We know things are bad - worse than bad. They're crazy. It's like everything everywhere is going crazy, so we don't go out anymore. We sit in the house, and slowly the world we are living in is getting smaller, and all we say is: 'Please, at least leave us alone in our living rooms. Let me have my smart phone and my reality TV and my Pokémon Go and I won't say anything. Just leave us alone.' 

Well, I'm not gonna leave you alone. I want you to get MAD! I don't want you to protest. I don't want you to riot - I don't want you to write to your congressman, because I wouldn't know what to tell you to write. I don't know what to do about the recession and the inflation and the ISIS and the terrorists in the street.
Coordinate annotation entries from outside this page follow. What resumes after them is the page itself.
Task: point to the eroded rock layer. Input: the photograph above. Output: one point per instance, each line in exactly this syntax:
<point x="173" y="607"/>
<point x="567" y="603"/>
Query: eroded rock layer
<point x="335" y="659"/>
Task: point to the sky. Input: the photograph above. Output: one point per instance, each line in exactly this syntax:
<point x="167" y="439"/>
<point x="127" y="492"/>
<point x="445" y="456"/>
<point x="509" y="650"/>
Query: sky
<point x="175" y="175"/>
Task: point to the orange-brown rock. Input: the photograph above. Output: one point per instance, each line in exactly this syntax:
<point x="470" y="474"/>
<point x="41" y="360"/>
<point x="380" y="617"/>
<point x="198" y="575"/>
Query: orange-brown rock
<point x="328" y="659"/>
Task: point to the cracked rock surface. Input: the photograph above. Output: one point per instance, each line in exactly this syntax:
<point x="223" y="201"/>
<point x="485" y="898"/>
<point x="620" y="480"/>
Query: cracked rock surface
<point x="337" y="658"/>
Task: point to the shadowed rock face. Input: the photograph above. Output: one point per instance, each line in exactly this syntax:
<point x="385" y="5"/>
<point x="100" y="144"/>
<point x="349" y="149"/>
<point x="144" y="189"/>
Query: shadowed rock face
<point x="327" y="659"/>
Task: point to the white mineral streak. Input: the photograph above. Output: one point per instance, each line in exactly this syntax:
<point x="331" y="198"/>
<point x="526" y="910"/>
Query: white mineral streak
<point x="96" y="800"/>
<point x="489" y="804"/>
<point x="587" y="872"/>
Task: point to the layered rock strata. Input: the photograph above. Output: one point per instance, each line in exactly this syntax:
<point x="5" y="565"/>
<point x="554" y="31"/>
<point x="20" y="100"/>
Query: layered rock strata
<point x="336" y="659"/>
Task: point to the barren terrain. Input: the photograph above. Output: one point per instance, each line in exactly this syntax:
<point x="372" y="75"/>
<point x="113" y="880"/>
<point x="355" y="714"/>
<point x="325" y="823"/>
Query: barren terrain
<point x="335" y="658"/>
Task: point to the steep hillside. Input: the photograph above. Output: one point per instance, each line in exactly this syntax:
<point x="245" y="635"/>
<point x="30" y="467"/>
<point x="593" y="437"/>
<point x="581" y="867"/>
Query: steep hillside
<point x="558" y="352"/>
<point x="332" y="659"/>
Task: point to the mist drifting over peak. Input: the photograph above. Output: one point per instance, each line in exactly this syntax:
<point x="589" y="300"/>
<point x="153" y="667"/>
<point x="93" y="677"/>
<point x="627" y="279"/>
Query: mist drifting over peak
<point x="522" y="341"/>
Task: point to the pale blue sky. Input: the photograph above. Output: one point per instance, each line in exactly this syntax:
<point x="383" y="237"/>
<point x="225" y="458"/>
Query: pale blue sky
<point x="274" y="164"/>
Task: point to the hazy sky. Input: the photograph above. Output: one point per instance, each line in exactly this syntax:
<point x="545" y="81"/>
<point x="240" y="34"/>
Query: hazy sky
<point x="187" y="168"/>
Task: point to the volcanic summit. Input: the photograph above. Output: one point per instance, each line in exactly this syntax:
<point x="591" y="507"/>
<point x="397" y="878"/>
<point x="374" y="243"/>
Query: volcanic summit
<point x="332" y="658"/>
All I know is that first you've got to get mad. You've got to say: 'I'm a human being, god-dammit! My life has value!'

So, I want you to get up now. I want all of you to get up out of your chairs. In November, I want you to go to the polls and tell them: 'I'm as mad as hell, and I'm not gonna take this anymore!'

I want you to get up right now. Sit up. Go to your windows. Open them and stick your head out and yell - 'I'm as mad as hell and I'm not gonna take this anymore!' Things have got to change. But first, you've gotta get mad!...You've got to say, 'I'm as mad as hell, and I'm not gonna take this anymore!' Then we'll figure out what to do about the Mexicans and the terrorists and the trade agreements. But first, get up out of your chairs, open the window, stick your head out, and yell, and say it: 'I'm as mad as hell, and I'm not gonna take this anymore!'

I am, of course, paraphrasing the words of the character Howard Beale; a news announcer from the 1976 movie Network, who was fired because his ratings dwindled, and managed to rebuild his following and keep his job by first announcing that he was going to kill himself on live TV and later giving tirades like the one above.  I am also paraphrasing Donald Trump almost every time he opens his mouth.  Like Howard Beale, Trump has managed to parlay peoples' fear, insecurity and frustration into an unlikely, but surprisingly large, following.  Like Beale, everybody laughed at Trump at first.  They're not laughing anymore.


We do live in troubled times and it is, perhaps, tempting to place our trust in someone who claims that he knows how to fix everything.  It happened in Germany in 1933.  Germany was suffering in the throes of the Great Depression.  Many Germans were unemployed.  The Deutschmark was practically worthless.  A man named Adolph Hitler said that he had the solution to the country's woes.  He promised the people that he would make Germany great again.  "Deutschland muss leben!" he shouted.  And he blamed the economic woes that troubled the land on the "others"; the rich, Jewish bankers who prospered at the expense of the common German people.  His uncommon oratory skills and his fiery, charismatic persona won over much of the German population and propelled him to the head of the Nazi party.  And he did it by playing to peoples' fears and legitimate frustrations.


I am not suggesting that Donald Trump is anything like Adolph Hitler; only that he is borrowing much the same formula that helped Hitler to achieve power.  I do suggest that it behoves those who look on Trump as a straight-talking savior who will make America great again to remember that Howard Beale was indeed "mad as hell".  He was insane.


George Bernard Shaw once quipped that democracy is a system ensuring that the people are governed no better than they deserve.  American voters may want to keep those words in mind come November.